Sedang enak-enaknya melihat karya Tuhan yang sangat bagus, ada kalimat yang membuat gue bengong setengah mati. Yang tidak akan kalian pikirkan sebelumnya dan hal-hal rumit terjadi.

Dengan lantang dan intonasi yang meluap ke mana-mana si perempuan di samping gue mengungkap sesuatu hal.

Untuk itu pertama kalinya teman se-rival gue membuat luka yang lumayan membekas sampai ke rahang. Iya, dia orang yang menyuruh perempuan permen karet mendekati Peter. Noah Lee.

"GILA LO, YA?!" Gue tak terima dipukul oleh Noah yang tidak tahu dari mana dia datangnya.

Napasnya tak beraturan lalu ia mulai berani menunjuk gue. "GUE GAK SUKA GAYA LO."

"Alasannya apa? Lo gak suka gaya gue, hah? BILANG! GAK USAH CUPU!" Tangan gue hendak ancang-ancang meninju balik Noah di rahangnya. Tapi sebuah penghalang yang sudah menangis membuat gue kehilangan nyali.

"KALIAN, KAN, TEMENAN. JANGAN BERANTEM DONG."

Noah berdecih. "Gue gak mau temenan sama cowok penikung kayak dia."

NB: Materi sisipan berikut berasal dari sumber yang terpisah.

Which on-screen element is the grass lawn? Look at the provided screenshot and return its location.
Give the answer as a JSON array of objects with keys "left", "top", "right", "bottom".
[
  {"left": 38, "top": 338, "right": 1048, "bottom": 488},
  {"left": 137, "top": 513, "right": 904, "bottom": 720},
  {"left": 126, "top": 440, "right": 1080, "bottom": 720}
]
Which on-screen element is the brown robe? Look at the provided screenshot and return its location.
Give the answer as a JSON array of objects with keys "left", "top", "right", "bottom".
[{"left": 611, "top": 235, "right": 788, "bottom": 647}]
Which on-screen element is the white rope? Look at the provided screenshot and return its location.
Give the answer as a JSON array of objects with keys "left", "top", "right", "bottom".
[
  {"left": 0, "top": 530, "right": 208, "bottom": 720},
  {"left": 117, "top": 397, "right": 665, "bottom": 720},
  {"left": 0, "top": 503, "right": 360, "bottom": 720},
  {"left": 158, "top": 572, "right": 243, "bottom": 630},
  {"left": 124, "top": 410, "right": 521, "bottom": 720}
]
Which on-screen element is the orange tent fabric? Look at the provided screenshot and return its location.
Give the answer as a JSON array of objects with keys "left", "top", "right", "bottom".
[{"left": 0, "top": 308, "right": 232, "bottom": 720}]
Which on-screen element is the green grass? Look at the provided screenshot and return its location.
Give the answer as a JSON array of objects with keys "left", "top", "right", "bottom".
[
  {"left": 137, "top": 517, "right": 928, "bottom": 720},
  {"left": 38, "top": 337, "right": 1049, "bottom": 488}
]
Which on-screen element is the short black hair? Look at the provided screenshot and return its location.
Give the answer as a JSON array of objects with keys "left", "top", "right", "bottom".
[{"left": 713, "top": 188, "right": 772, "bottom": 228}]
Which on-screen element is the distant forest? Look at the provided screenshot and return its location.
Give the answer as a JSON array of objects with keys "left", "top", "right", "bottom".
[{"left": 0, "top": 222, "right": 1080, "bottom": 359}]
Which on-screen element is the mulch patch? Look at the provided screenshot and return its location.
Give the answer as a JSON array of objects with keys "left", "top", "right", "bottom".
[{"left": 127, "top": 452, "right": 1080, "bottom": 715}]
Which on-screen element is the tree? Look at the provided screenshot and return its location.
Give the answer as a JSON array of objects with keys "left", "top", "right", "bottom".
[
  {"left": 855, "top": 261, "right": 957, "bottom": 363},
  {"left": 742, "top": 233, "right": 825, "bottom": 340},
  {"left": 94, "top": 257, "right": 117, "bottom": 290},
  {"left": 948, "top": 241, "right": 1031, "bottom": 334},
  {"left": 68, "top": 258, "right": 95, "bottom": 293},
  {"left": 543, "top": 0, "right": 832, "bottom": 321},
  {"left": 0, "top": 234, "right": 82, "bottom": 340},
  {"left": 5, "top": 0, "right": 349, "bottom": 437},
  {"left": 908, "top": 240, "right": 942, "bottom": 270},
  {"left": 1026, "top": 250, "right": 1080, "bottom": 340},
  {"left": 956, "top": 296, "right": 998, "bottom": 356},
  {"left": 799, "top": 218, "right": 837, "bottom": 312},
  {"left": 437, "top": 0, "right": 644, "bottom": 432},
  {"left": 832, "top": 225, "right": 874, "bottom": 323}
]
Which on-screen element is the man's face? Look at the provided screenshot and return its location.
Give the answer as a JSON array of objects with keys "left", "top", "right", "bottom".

"Gue juga gak mau temenan sama orang yang main fisik dan gampang kesulut emosinya," ucap gue sambil buang ludah yang sudah bercampur dengan darah ke jalan.

Niat ingin nongkrong tak jadi karena ulah Noah. Hendak pulang nanti ditanya mulu oleh Ibu. Gue putuskan untuk ke rumah Peter yang tak jauh dari sini.

Sejujurnya gue tidak suka permusuhan, tapi kalau dia yang mulai apa boleh buat?